1. Window-shop: Ask tattooed friends with work you like where they go, and head over to look at their tattoo artist’s book.
2. Be patient: Don’t expect to walk into a shop and walk out with a tattoo. Before you set up the actual appointment, you’ll want to discuss the design. Bring reference art to your meet and greet. And expect to put down a deposit.
3. Look for general cleanliness, including an autoclave, a pressurized device that sterilizes equipment. Everything you or your tattooist may touch during the process should be newly wrapped in plastic. Needles should be in sealed sterilization pouches, and ink should be squirted into single-use containers.

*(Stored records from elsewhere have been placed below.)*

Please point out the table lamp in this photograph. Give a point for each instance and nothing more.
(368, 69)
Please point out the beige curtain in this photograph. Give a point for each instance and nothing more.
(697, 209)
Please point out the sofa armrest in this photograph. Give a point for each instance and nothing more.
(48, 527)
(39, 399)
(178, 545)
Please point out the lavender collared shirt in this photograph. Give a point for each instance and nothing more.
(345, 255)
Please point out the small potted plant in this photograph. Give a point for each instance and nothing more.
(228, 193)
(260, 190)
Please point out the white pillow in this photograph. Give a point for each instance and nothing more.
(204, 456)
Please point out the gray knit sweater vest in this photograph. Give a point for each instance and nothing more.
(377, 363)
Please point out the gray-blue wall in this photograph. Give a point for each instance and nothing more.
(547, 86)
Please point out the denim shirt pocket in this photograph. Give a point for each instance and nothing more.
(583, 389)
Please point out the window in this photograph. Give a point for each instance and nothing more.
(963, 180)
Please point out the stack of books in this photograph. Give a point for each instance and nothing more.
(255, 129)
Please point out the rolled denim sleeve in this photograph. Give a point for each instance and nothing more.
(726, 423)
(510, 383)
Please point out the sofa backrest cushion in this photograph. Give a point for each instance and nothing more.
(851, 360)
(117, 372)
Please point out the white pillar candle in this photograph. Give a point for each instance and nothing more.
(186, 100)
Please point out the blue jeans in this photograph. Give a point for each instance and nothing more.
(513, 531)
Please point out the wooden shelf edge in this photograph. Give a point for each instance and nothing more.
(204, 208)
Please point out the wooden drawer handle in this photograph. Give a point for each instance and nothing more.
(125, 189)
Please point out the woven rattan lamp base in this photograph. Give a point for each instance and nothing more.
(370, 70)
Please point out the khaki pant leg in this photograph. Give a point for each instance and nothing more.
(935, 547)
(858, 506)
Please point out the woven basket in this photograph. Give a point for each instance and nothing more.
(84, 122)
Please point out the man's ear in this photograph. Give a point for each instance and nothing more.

4. At your appointment, the tattooist will show you a sketch. It’ll be a line drawing, and it may not look very impressive, so discuss shading and color to get a better idea of what the finished product will look like.
5. Once you’ve signed off on the sketch, a stencil transfer will be made. Then the tattooist will shave you, and the transfer placed on your newly shorn skin. Check it out in the mirror for positioning and size. Now is the time to be very picky.
6. The tattooist will cover the area with a thin layer of Vaseline to make it easier to tattoo. If this is your first tattoo, the tattooist will do a test line to give you an idea of what you are in for. An hour or so later, depending on the size and detail of your piece, you’ll be done. Don’t forget to tip (15 to 20 percent).
7. Most tattoo artists advise you to keep the newly tattooed area covered for a few hours with gauze and tape. Then wash it with a gentle soap like Cetaphil and water, and apply a protective ointment like A&D. Don’t overwash the area or put too much ointment on or keep it covered. It should heal within a week or two. Use lots of sunscreen to keep the colors vivid.
8. The rest of your life: Get answers ready for questions like “What does it mean?”